Paternidade real e os pais da Passos
A paternidade envolve muitos desafios que precisam ser superados, sejam aqueles impostos pela sociedade ou aqueles que são comuns nas relações familiares. Na Passos, temos pais com diferentes vivências. Por isso, trouxemos um pouquinho sobre cada um deles.
“Precisamos estar dispostos a aprender com nossas crianças”
Alisson Santos, professor de musicalização, é pai de uma bebê de dois anos. A paternidade foi algo que ele conheceu apenas quando sua filha veio ao mundo. Criado pelo avô, que trabalhava doze horas por dia como motorista de ônibus, Alisson não teve referência paterna durante a infância e juventude.
Infelizmente, seu avô faleceu antes mesmo da sua adolescência. Essa ausência afetou sua vida, principalmente, no recebimento de afeto e conselhos. Agora, enquanto pai, Alisson enxerga a si mesmo como um suporte para a esposa e a filha. O músico também se preocupa com os desafios que a filha vai enfrentar ao longo da vida, sendo uma menina negra. Mesmo sendo um pai ainda jovem, Alisson reconhece o quanto uma sociedade machista e racista pode ser cruel. “Minha filha precisa crescer forte, tanto no sentido físico, quanto no psicológico e espiritual. Vão ter muitos desafios que ela vai precisar combater”.
Para ele, ela deve aprender a lutar, no sentido físico, psicológico e espiritual da palavra, para combater os desafios. Ainda assim, o músico quer guiá-la para que não perca o encanto e inocência que tem com o mundo, tentando fazer com que ela veja a beleza de um mundo que muitas vezes é hostil. Por fim, ele deixa como conselho: “Principalmente para os pais de meninas… Que estejam dispostos a aprender com elas.
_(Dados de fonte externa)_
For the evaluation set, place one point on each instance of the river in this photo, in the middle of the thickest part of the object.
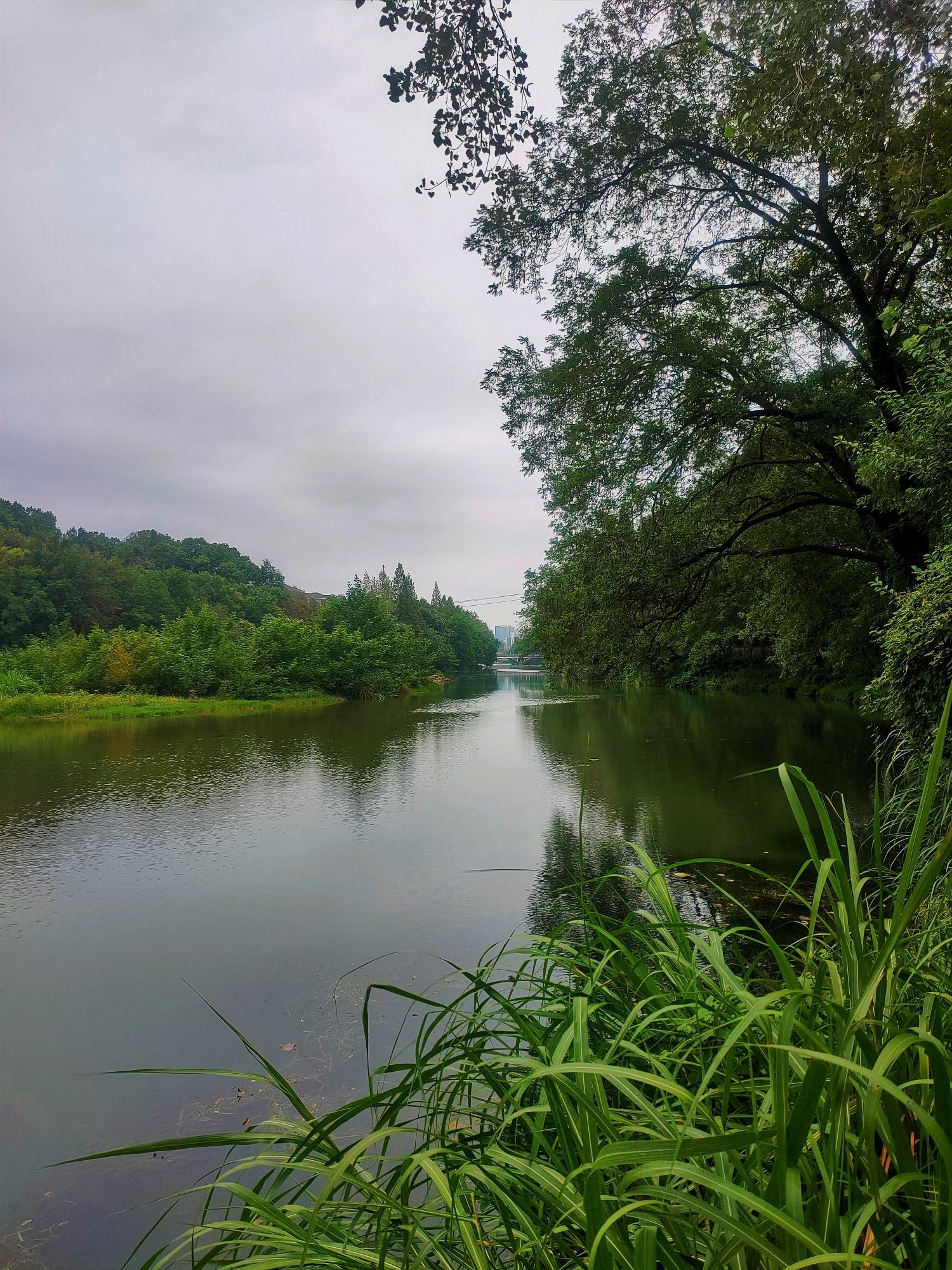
(261, 858)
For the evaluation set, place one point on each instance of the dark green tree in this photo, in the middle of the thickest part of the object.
(741, 214)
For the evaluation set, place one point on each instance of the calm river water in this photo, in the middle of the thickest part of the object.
(261, 858)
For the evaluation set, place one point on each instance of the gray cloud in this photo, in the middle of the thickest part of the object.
(227, 313)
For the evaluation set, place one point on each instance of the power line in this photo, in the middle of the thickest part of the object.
(479, 600)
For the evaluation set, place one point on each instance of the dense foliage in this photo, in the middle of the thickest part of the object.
(149, 614)
(89, 581)
(742, 217)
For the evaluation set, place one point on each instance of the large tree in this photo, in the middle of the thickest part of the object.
(741, 214)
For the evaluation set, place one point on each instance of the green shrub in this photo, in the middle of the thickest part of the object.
(15, 683)
(918, 651)
(638, 1093)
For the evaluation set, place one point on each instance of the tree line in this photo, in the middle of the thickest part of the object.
(223, 627)
(742, 219)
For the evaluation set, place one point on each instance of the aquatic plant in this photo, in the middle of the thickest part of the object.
(639, 1092)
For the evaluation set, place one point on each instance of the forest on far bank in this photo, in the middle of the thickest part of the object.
(84, 613)
(741, 222)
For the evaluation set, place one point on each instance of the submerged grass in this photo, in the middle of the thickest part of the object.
(142, 705)
(640, 1093)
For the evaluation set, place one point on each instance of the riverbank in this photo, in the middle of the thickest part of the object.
(143, 705)
(668, 1090)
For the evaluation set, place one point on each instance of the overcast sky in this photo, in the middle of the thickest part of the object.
(225, 311)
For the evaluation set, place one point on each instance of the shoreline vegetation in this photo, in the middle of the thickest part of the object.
(640, 1092)
(152, 625)
(60, 707)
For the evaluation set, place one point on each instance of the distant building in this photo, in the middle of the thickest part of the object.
(505, 637)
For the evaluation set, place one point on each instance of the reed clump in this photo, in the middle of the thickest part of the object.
(642, 1093)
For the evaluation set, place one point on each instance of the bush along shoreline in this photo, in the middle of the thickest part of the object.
(375, 642)
(638, 1093)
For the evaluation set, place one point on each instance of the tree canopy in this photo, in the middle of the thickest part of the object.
(741, 217)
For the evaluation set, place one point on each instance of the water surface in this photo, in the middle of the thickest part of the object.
(261, 858)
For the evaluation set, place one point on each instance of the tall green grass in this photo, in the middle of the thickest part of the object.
(640, 1093)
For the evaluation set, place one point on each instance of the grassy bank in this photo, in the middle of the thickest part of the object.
(639, 1093)
(140, 705)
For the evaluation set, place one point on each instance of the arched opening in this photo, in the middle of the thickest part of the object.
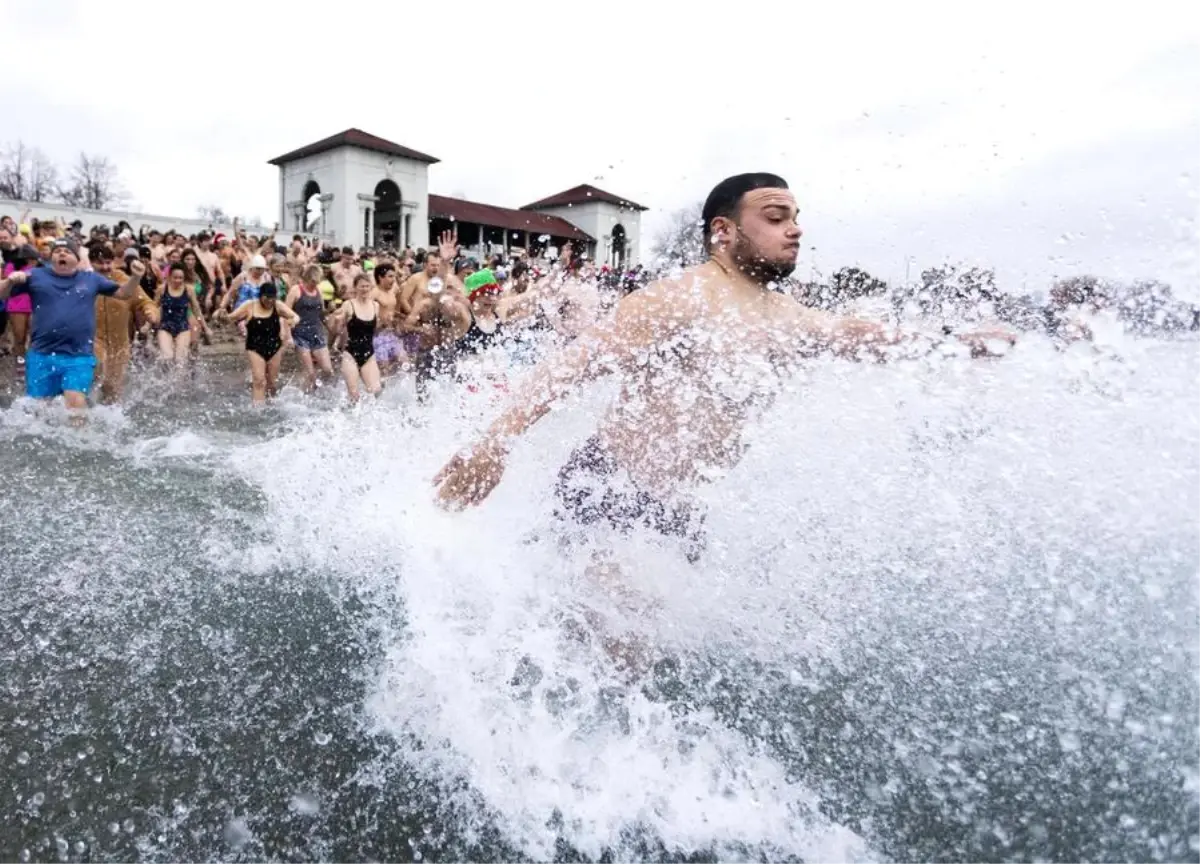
(313, 209)
(617, 250)
(387, 219)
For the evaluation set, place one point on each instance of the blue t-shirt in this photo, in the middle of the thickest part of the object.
(64, 310)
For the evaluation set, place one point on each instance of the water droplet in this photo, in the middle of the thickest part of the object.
(305, 803)
(238, 833)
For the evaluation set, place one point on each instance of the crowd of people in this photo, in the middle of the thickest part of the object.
(75, 325)
(72, 321)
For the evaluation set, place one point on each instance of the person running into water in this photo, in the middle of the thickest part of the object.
(115, 321)
(21, 306)
(177, 301)
(264, 319)
(246, 286)
(389, 352)
(484, 295)
(358, 317)
(441, 321)
(61, 359)
(697, 354)
(309, 335)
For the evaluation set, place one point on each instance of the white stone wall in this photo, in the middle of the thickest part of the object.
(328, 171)
(91, 219)
(351, 175)
(598, 220)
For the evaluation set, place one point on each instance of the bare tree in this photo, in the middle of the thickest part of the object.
(27, 174)
(94, 185)
(682, 243)
(213, 214)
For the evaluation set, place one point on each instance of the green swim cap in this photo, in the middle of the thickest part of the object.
(483, 280)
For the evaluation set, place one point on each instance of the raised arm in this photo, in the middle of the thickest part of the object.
(15, 279)
(642, 319)
(133, 283)
(855, 339)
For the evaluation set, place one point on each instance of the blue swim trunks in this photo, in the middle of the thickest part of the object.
(49, 375)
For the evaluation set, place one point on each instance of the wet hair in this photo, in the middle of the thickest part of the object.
(202, 273)
(725, 199)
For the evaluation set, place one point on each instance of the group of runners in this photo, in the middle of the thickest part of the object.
(73, 323)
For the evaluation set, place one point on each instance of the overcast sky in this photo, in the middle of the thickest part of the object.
(1039, 138)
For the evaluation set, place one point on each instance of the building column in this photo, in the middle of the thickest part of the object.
(323, 223)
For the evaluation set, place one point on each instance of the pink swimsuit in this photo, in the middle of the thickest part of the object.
(18, 304)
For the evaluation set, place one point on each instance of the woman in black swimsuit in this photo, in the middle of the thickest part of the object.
(264, 339)
(358, 317)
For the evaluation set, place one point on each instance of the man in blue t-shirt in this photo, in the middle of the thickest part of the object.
(60, 359)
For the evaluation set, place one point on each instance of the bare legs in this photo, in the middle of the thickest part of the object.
(367, 375)
(174, 348)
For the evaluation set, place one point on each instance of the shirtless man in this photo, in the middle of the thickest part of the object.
(697, 354)
(211, 262)
(345, 271)
(389, 352)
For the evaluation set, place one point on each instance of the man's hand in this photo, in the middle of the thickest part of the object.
(448, 245)
(468, 480)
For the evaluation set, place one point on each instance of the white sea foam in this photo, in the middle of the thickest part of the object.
(867, 496)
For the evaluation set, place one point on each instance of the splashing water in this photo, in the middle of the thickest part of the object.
(947, 612)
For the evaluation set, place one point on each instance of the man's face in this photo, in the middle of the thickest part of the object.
(767, 239)
(64, 262)
(485, 303)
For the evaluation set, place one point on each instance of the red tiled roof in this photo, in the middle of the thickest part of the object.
(354, 138)
(583, 193)
(503, 217)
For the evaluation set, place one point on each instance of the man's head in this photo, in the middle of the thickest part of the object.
(64, 257)
(385, 276)
(750, 222)
(101, 258)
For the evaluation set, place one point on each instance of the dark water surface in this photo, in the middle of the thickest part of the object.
(166, 701)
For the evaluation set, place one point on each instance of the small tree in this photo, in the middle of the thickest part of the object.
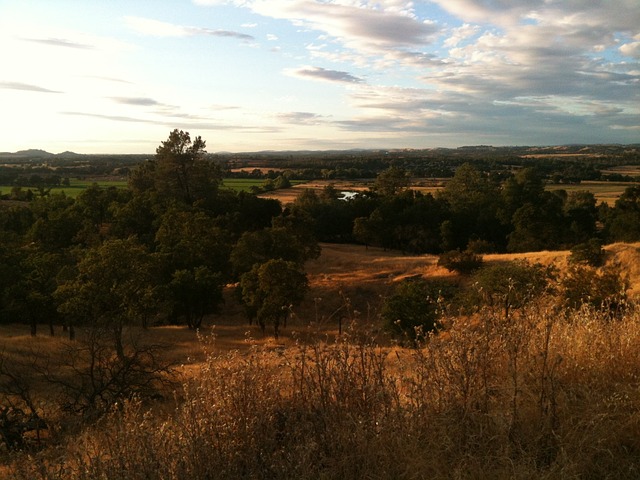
(269, 290)
(602, 288)
(589, 253)
(195, 293)
(510, 285)
(414, 308)
(462, 262)
(113, 288)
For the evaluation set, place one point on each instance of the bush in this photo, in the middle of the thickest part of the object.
(603, 288)
(414, 308)
(509, 285)
(589, 253)
(462, 262)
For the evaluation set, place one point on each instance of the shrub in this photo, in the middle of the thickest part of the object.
(414, 307)
(509, 285)
(462, 262)
(589, 253)
(602, 288)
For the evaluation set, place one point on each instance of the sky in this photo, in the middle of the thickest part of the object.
(117, 76)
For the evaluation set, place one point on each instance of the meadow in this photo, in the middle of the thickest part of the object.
(77, 185)
(549, 393)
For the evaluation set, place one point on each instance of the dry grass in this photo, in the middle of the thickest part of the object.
(546, 396)
(549, 394)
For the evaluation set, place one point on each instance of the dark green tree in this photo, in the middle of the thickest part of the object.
(414, 308)
(392, 181)
(114, 287)
(195, 293)
(622, 222)
(270, 290)
(511, 285)
(182, 170)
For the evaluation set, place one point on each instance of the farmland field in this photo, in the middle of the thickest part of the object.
(75, 186)
(78, 185)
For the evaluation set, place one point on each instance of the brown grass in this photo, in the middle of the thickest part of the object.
(550, 394)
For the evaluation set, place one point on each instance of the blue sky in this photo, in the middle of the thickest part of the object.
(116, 76)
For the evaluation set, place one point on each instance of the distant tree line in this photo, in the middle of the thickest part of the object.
(159, 251)
(480, 211)
(163, 249)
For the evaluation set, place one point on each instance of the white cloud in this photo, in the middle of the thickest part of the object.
(157, 28)
(319, 73)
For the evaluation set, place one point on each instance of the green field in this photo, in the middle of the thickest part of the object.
(73, 189)
(76, 185)
(245, 184)
(606, 192)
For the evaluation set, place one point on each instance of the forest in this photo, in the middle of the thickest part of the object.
(168, 249)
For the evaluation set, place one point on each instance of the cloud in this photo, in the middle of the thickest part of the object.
(300, 118)
(318, 73)
(26, 86)
(114, 118)
(157, 28)
(631, 49)
(141, 101)
(60, 42)
(382, 27)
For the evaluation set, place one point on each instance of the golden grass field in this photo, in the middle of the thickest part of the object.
(604, 192)
(543, 397)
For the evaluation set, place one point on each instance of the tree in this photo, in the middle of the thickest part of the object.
(414, 308)
(193, 259)
(509, 285)
(114, 287)
(179, 172)
(271, 243)
(271, 289)
(195, 293)
(589, 253)
(603, 288)
(462, 262)
(622, 222)
(391, 181)
(188, 239)
(473, 200)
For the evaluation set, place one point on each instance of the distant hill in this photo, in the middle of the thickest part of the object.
(31, 153)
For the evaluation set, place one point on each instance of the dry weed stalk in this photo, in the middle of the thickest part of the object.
(537, 395)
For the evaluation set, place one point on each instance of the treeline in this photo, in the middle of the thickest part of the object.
(159, 251)
(555, 164)
(163, 249)
(480, 211)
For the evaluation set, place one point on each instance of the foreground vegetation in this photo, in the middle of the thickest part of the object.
(487, 368)
(540, 395)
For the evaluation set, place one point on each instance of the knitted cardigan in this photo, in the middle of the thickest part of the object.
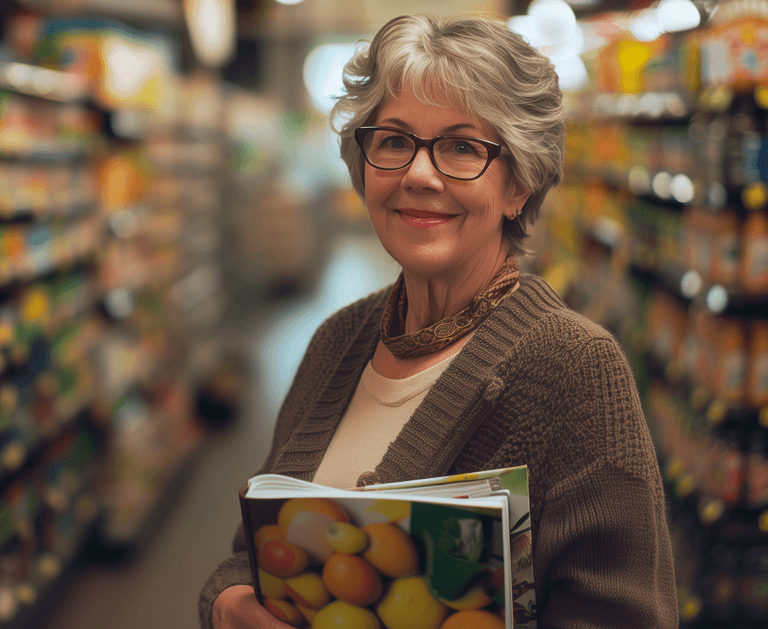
(537, 384)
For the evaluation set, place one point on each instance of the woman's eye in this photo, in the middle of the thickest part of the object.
(465, 148)
(394, 142)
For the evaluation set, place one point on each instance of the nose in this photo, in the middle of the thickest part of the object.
(421, 174)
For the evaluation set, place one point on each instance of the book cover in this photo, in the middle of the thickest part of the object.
(400, 556)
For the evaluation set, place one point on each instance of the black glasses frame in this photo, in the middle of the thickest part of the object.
(494, 150)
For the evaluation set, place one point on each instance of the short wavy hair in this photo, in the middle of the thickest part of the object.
(473, 64)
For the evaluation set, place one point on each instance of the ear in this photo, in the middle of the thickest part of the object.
(515, 200)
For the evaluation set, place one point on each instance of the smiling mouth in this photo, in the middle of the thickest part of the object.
(423, 219)
(424, 214)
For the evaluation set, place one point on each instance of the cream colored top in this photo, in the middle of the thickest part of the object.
(377, 412)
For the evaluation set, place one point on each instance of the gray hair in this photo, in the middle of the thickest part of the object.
(473, 64)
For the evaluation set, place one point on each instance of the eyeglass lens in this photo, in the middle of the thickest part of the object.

Mesmo sabendo que vamos ter nossos erros, nossas visões machistas… A gente tem que estar disposto a aprender com elas. Com as filhas, com as mães… E que a gente possa estar presente o máximo possível com as nossas crianças porque elas têm mais a nos ensinar do que a gente a ensinar a elas”.
“Ouvir mais as mães e ouvir mais as crianças”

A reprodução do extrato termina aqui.